Just Emkaying: The one with the Wedding card

May 8, 2016

The one with the Wedding card

He never understood it. Even till the last day, the last ride, the last handshake, the last rebuke, the last few steps away and the last fleeting glance, he would never, truly understand. 

He cursed as he opened word documents and excel sheets on his computer to figure out the last time he had saved his passwords. These online trading accounts and codes and passwords - every single one of them had their own rules and it was terrible trying to remember them. This particular one - a demat account, was a torment. Every single page spawned a request for some new entry and puzzle to be solved, driving him crazy. 

He knew he had some money parked in the account - yet he had no way of getting to it. None of the password combinations he had ever used seemed to work, and the site kept throwing jargon at him. Perhaps the original documents that he had got with this account opening form could help?

He was terrible with passwords and codes. But he was good at keeping actual documents in the physical form, nicely tucked away, organised, arranged alphabetically were required and more so, in tip top shape. The only challenge was he never kept them all in the same place. His first stop was his drawer but apart from all the food delivery menu's and bills he found nothing. Right below was the cabinet but all it housed was boxes of products that had long moved out of the original casing and now adorned various part of his home. For some reason, it made sense to him to retain the boxes and the bubble wrap and the little manuals. No one ever knew why, but he did. 

In the bedroom was his main safe. Housed inside was little knick knacks that were higher in priority than boxes, but not so important that he would lose sleep over if he lost them. Like the fancy stylus he bought for ipad but never used more than once. Or the folder containing the warranty documents of the expensive equipment in the house - the TV, Refrigerator and the newest member, the Microwave. But what he was looking for wasn't there either. 

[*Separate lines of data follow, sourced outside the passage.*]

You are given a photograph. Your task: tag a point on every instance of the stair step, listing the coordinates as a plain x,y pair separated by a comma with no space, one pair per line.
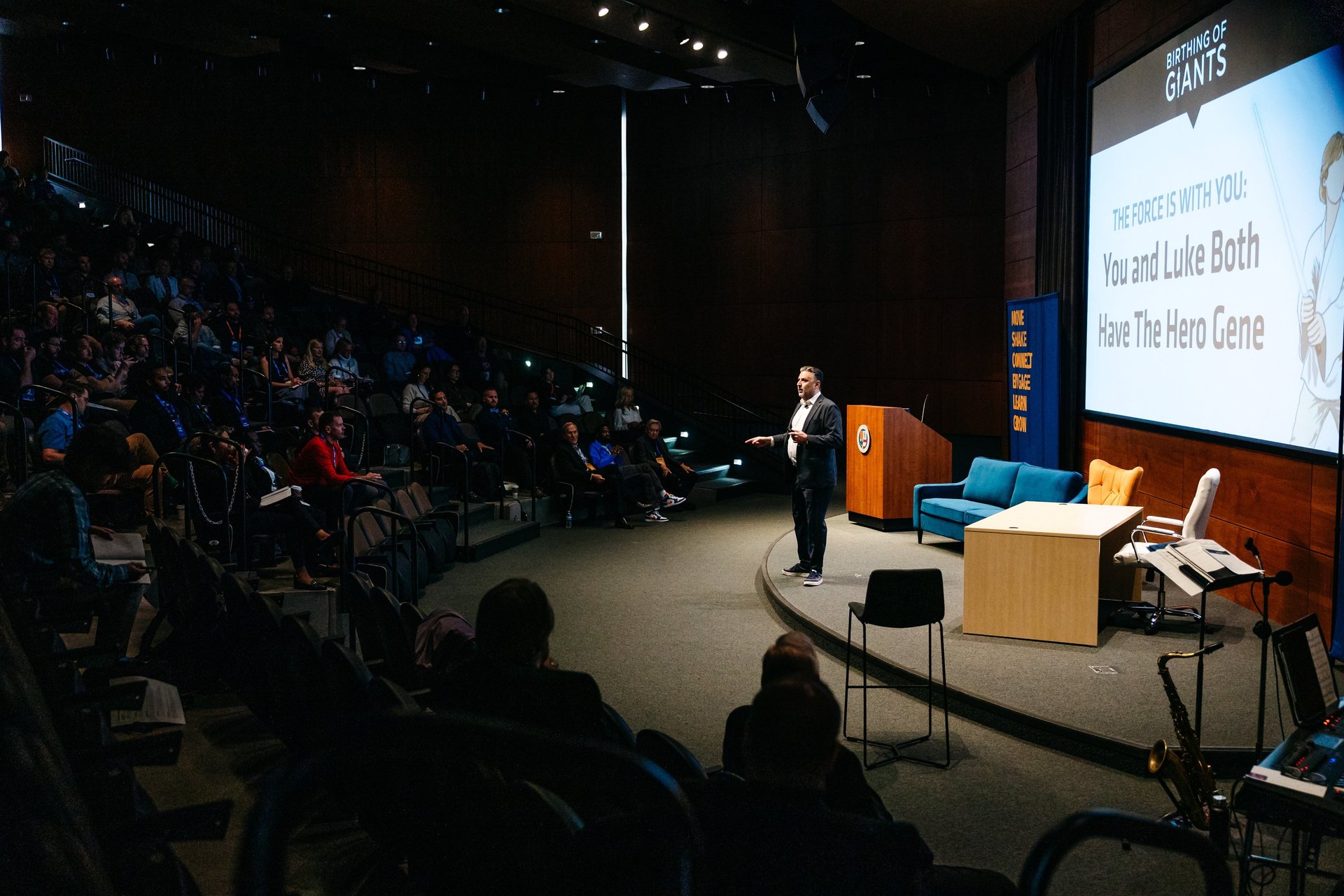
722,489
495,538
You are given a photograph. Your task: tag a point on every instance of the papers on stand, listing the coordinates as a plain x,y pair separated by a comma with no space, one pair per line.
120,550
1196,566
279,495
162,706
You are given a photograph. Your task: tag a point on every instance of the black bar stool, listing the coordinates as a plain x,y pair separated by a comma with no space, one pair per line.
898,599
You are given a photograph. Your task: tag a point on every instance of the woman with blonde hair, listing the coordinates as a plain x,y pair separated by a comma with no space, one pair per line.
314,367
625,415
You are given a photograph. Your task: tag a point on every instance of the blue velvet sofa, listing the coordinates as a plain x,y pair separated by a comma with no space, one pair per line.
991,486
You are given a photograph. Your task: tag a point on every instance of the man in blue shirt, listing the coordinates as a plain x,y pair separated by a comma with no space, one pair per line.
441,429
59,429
641,480
46,538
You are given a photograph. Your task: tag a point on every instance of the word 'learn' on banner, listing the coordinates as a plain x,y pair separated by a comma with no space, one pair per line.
1034,379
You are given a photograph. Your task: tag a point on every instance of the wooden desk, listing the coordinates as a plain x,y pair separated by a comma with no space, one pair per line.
1038,570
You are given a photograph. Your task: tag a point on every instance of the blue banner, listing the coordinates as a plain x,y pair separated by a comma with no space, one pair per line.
1034,379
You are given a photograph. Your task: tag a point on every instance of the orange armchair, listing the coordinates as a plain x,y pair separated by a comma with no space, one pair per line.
1109,484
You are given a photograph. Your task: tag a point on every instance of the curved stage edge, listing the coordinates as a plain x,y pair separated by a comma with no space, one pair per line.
1094,734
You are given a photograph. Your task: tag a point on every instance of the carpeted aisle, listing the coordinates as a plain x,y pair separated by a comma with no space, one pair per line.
672,620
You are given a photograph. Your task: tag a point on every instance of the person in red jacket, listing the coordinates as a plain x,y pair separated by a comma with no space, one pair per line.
320,469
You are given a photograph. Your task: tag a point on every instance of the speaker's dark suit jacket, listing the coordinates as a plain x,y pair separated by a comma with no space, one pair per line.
818,456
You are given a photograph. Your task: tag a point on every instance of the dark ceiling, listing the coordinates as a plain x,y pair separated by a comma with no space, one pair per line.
559,42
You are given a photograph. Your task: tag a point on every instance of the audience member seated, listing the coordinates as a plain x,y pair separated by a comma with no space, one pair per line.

Finally he turned to the holy grail of safe keeping - a decade old suitcase at the bottom of the wardrobe. So dusty that the dark green of the cover could hardly be seen. He opened it gingerly , careful not to rake up a dust storm that would have him sneezing for a week. On top was a big brown envelope that had all his banking documents, some almost 15 years old. It was all messed up, but he was pretty sure it had nothing of significant value in it. The next was a White envelope, the former content of which included his first official job offer, though now that document was placed somewhere else. It now contained all the "investment" documents - something used once every year to show that you have invested in something. At the very bottom, was the big black Manila envelope - his favorite. Used as a resume holder for many an interview, and quite successfully too till someone borrowed it and returned it ripped.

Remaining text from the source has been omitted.